The proposed Child Care Modernization Act provides an important new framework for child care in Ontario. The government states it will substantially increase spaces for children across the province by, in part, increasing the number of children who can be cared for per staff member and ensuring school boards offer before and after-school programs for six to 12-year-olds where sufficient demand. The government estimates that its proposed new Regulations to the Day Nurseries Act (which increase the number of children to be cared for by staff) will "potentially reduce what parents/families pay in child care fees, and subsidy costs for children up to age 6 years, by approximately $3,500." However critics argue that any such reduction would come at the cost of quality of care as the proposed Regulations are not in line with expert recommendations for staff-child ratios and that child care fees are still unaffordable. Based on Ontario's 2012 survey of child care operators, the current median fees for preschool entry child care programs per day are: infant - $50.00; toddler - $42.30; and preschool - $38.00. This is in sharp contrast to the Quebec model, where child care centres with trained staff provide care and early learning at the subsidized rate of $7 per day.


The Ontario Coalition for Better Child Care calls for a $300 million public investment to reduce parent fees and raise wages to retain qualified staff." The Toronto Dominion Report documented that Ontario is significantly behind other countries in child care investments. Studies have concluded that every dollar invested in child care increases the economy's output (GDP) by $2.30, which has a larger impact on the Canadian economy than a dollar used to support most other major economic sectors, most government programs, and the short-term impactfrom taxes via stimulus effects. Currently, Ontario child care funding is provided by municipal, provincial, and federal governments as well as parent fees. As funding is provided to local government authorities, this is another reason for including such authorities in the process of developing plans to close the pay gap.
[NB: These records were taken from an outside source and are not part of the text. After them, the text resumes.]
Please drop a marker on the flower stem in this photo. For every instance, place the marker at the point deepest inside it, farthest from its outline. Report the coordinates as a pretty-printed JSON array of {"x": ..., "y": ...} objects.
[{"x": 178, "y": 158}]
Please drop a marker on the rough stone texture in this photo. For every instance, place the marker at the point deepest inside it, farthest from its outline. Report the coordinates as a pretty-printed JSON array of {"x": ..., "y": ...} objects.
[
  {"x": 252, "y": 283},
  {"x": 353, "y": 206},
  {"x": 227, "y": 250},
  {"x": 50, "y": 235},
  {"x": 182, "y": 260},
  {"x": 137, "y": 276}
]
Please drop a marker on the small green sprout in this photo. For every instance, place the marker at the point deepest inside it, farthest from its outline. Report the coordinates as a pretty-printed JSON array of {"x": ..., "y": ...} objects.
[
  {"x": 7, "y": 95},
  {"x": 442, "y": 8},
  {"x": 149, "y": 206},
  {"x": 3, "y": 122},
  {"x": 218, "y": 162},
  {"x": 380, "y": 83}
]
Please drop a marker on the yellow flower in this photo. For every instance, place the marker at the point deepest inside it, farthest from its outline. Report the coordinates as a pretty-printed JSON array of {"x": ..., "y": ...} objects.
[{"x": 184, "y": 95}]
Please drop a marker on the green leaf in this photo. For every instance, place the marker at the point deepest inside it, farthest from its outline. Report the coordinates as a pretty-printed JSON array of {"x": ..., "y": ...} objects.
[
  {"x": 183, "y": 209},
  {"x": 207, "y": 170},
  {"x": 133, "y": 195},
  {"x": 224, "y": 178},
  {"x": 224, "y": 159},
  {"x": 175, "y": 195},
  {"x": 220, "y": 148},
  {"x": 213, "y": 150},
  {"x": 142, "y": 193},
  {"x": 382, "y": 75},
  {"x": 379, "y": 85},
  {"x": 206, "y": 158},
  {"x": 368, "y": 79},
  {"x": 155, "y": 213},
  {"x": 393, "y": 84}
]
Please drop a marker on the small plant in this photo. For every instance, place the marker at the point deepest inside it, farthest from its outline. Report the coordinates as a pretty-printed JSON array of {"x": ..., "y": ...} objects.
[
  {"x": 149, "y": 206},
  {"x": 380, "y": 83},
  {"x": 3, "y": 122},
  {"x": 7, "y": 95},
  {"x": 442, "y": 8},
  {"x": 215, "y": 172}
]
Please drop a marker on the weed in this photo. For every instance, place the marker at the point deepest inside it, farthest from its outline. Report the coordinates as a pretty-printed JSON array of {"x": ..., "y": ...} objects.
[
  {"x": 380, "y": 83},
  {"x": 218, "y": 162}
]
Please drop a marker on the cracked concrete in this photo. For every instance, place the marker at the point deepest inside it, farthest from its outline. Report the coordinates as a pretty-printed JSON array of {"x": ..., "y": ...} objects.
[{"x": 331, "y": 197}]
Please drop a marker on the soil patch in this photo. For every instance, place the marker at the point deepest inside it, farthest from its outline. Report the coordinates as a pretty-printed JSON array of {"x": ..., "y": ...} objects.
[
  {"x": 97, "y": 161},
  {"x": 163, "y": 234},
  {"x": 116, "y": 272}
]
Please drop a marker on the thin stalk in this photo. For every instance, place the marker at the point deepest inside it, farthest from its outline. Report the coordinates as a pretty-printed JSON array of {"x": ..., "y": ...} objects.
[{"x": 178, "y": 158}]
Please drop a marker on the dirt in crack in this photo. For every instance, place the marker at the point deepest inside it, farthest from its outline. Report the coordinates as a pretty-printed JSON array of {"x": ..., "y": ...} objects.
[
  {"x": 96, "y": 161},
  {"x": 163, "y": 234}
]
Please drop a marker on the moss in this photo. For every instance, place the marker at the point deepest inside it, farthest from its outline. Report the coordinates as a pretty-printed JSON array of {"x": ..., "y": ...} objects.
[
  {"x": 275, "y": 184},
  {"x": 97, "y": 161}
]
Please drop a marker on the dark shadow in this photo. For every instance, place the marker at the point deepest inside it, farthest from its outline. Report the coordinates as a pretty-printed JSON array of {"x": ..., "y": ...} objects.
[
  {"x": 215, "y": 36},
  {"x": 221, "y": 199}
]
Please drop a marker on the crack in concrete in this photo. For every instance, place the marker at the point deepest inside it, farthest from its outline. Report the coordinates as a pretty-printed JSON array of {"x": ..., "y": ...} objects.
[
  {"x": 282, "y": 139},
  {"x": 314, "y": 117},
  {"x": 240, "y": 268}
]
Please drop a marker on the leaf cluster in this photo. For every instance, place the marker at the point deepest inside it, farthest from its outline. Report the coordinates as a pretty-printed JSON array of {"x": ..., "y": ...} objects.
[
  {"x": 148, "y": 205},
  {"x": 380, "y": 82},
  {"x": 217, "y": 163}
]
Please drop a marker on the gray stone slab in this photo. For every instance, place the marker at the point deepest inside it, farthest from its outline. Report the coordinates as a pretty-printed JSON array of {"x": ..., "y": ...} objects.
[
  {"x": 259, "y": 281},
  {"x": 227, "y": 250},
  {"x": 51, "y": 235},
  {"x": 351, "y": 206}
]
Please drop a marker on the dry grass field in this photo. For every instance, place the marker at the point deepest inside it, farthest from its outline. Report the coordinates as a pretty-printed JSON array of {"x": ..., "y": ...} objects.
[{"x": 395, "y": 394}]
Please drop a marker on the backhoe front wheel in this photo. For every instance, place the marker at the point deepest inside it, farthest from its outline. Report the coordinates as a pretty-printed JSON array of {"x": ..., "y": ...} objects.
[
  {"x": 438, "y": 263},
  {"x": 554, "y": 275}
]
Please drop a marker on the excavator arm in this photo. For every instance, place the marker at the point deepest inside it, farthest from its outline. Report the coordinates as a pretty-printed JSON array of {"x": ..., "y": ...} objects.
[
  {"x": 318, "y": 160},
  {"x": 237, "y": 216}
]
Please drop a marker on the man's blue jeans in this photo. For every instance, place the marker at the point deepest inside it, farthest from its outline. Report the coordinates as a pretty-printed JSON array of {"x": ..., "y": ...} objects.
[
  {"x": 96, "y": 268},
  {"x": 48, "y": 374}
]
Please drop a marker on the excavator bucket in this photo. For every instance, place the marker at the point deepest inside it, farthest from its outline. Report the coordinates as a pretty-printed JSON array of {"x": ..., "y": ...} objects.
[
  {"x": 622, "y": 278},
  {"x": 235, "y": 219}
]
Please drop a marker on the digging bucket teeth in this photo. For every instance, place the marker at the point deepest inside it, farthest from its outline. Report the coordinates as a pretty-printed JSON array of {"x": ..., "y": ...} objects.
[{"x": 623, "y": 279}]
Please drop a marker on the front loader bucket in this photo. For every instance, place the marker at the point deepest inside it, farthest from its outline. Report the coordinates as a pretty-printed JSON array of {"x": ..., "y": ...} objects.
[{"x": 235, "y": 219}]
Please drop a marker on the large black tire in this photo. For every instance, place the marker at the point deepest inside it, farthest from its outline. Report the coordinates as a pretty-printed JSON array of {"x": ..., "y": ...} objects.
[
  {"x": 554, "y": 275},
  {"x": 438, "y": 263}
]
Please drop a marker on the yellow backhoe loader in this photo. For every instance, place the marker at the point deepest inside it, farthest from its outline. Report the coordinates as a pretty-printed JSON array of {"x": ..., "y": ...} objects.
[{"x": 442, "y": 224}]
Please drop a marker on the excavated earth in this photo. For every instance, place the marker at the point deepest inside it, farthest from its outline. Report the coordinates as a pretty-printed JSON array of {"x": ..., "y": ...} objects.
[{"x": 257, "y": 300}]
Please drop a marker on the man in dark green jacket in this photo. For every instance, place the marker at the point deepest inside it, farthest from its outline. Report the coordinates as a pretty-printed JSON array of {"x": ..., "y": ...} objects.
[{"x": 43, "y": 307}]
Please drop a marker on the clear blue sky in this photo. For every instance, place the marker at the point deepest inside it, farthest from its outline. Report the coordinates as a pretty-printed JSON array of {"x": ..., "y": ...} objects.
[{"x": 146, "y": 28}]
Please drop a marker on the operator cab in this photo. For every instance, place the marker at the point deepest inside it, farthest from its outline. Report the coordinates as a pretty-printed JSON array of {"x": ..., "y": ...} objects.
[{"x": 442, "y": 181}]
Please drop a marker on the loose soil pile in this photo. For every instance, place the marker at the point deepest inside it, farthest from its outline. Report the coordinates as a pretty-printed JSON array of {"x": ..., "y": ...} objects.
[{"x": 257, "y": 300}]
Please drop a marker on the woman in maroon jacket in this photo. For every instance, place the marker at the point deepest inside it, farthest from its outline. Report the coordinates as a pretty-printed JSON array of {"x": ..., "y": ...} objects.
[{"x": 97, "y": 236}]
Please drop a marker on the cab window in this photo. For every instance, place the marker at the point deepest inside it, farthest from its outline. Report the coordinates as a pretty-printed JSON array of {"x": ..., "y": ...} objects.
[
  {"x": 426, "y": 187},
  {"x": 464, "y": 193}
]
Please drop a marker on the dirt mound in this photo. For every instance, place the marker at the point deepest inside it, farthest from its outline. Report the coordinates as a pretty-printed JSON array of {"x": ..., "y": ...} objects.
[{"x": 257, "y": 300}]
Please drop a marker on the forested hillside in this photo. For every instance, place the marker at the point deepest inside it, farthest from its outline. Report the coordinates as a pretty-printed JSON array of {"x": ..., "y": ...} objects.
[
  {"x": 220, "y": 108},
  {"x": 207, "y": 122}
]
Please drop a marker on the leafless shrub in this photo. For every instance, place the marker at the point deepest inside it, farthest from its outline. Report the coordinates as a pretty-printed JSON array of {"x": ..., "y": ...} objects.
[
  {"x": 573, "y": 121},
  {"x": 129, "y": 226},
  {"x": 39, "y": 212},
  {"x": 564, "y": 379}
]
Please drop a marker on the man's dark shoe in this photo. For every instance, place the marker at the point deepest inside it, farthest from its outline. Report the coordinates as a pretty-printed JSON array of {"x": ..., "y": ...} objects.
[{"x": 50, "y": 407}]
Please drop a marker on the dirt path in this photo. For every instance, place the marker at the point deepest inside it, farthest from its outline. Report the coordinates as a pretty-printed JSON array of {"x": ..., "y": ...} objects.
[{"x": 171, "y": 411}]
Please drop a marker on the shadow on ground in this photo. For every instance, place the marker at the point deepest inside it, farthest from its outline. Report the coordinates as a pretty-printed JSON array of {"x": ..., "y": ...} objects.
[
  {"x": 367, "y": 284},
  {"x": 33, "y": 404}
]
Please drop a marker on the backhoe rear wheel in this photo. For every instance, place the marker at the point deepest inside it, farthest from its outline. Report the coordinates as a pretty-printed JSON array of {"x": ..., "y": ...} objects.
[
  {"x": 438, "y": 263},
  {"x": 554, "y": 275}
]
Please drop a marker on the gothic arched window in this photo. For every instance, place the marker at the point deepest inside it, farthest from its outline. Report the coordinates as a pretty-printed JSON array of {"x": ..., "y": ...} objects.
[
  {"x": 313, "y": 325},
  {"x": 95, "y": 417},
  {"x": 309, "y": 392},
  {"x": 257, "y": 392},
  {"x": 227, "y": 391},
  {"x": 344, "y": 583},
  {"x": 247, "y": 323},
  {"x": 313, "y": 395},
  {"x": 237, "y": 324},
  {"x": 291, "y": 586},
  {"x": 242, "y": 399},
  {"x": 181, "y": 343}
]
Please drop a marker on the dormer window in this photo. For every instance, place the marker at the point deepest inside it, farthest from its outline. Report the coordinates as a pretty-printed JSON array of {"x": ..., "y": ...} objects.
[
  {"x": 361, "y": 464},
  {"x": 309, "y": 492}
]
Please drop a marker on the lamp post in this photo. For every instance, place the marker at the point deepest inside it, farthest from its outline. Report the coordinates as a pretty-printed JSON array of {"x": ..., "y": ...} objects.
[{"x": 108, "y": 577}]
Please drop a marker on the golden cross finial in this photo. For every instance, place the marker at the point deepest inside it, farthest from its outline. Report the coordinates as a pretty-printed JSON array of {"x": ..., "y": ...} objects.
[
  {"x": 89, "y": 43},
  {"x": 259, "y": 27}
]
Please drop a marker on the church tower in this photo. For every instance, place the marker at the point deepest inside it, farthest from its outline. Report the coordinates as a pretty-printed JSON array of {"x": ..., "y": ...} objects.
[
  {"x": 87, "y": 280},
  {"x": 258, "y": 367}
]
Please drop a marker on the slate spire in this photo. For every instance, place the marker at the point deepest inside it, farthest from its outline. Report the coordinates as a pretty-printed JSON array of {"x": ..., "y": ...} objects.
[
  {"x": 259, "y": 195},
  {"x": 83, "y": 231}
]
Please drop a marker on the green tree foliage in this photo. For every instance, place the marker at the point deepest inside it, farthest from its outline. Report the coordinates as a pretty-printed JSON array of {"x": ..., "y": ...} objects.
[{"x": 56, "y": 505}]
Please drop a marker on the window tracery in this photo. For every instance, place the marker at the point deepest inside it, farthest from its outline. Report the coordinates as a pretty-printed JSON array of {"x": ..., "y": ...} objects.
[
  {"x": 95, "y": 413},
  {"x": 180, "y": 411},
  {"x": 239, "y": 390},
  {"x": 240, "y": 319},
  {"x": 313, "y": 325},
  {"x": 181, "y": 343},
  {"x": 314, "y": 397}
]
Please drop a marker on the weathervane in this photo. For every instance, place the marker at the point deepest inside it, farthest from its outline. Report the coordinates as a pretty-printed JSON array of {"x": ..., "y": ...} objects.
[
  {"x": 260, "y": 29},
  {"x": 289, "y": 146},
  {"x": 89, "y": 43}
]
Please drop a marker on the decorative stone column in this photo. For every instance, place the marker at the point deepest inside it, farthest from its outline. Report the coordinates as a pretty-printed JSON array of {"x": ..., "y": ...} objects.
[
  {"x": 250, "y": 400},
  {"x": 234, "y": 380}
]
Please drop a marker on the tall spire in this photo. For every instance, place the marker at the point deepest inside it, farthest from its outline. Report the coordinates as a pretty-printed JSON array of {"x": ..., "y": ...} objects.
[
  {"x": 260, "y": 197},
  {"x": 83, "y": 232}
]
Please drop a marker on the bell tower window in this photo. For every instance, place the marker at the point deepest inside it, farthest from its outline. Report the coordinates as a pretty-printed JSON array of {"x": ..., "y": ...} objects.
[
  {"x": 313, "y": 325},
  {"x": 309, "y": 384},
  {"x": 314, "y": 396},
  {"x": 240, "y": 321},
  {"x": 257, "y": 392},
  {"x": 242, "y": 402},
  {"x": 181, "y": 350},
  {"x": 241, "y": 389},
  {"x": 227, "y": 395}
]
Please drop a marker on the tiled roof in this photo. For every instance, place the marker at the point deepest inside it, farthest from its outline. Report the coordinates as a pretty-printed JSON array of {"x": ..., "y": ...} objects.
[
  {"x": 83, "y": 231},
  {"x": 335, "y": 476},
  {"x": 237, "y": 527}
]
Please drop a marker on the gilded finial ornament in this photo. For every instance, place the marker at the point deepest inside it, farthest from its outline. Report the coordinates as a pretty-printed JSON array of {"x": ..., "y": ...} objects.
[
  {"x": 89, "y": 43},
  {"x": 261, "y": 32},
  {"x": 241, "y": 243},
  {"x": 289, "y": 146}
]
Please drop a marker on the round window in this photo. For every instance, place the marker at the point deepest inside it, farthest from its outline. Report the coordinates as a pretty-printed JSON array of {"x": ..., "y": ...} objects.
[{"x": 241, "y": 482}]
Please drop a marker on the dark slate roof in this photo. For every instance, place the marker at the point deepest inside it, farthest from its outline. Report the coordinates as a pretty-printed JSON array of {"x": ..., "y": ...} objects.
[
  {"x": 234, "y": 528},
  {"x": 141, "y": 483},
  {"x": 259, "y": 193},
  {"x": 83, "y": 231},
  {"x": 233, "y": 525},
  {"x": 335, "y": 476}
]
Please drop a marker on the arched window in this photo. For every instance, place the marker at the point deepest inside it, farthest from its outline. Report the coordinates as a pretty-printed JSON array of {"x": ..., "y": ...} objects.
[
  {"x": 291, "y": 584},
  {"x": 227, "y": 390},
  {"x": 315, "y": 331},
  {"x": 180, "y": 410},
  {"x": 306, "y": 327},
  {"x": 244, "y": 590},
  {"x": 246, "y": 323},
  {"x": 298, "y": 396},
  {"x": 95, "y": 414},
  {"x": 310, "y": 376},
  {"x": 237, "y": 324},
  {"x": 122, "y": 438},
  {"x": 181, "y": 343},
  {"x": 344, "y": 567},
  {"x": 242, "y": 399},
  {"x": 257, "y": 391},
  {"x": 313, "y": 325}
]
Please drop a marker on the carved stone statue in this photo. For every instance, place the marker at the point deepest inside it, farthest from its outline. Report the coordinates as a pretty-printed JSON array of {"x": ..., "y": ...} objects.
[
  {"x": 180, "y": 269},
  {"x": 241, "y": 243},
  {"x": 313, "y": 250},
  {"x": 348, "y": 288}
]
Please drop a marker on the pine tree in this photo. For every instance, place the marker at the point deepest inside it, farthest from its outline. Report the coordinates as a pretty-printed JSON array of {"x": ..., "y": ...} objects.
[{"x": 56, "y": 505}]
Step #9 Mainstream Equity Compliance into Government Laws and Policies

In 2013, the Ontario government has communicated to some public sector community services agencies that it is "ending pay equity funding" as part of its effort to take sustainable measures to "manage with available resources" given the current economic climate. The provincial government, over the years, has eliminated designated pay equity funding for achieving pay equity in various parts of the public sector, funding which was the hallmark of its early years of pay equity enforcement. There is also no designated public funding system for adjustments to maintain pay equity in the public sector. Women in BPS agencies increasingly are working at discriminatory pay because their agencies are being denied sufficient government funding to ensure public services are provided free of gender discrimination.

Child care funding is another example of this problem. While there is still some designated pay equity funding in this area, it is inadequate and does not allow for maintaining equitable wages.111 The Ontario government is the majority funder in the child care system and, until 2012, it provided various wage funding grants to child care centres. The child care funding formula implemented in 2013 took several existing child care wage grants and collapsed those grants into a new funding stream of core funding which could be used by municipalities for any purpose.

For the first time in more than 20 years, there is no Ontario program with the goal of increasing the inequitable wages of child care staff. In 2013, the Ministry's own wage survey showed that the majority of early childhood educators and child care staff make inadequate wages for the skill of the work. For example, Registered Early Childhood Educator wages range from $15.67 to $19.19 per hour. Without adequate wage funding, child care centres must choose between providing accessible child care at reasonable fees and providing equitable pay. At the same time, the Ontario government negotiated to give the male-dominated Ontario Provincial Police constable with three years on the job an annual base salary before overtime of $90,621 which is about $51.00 per hour.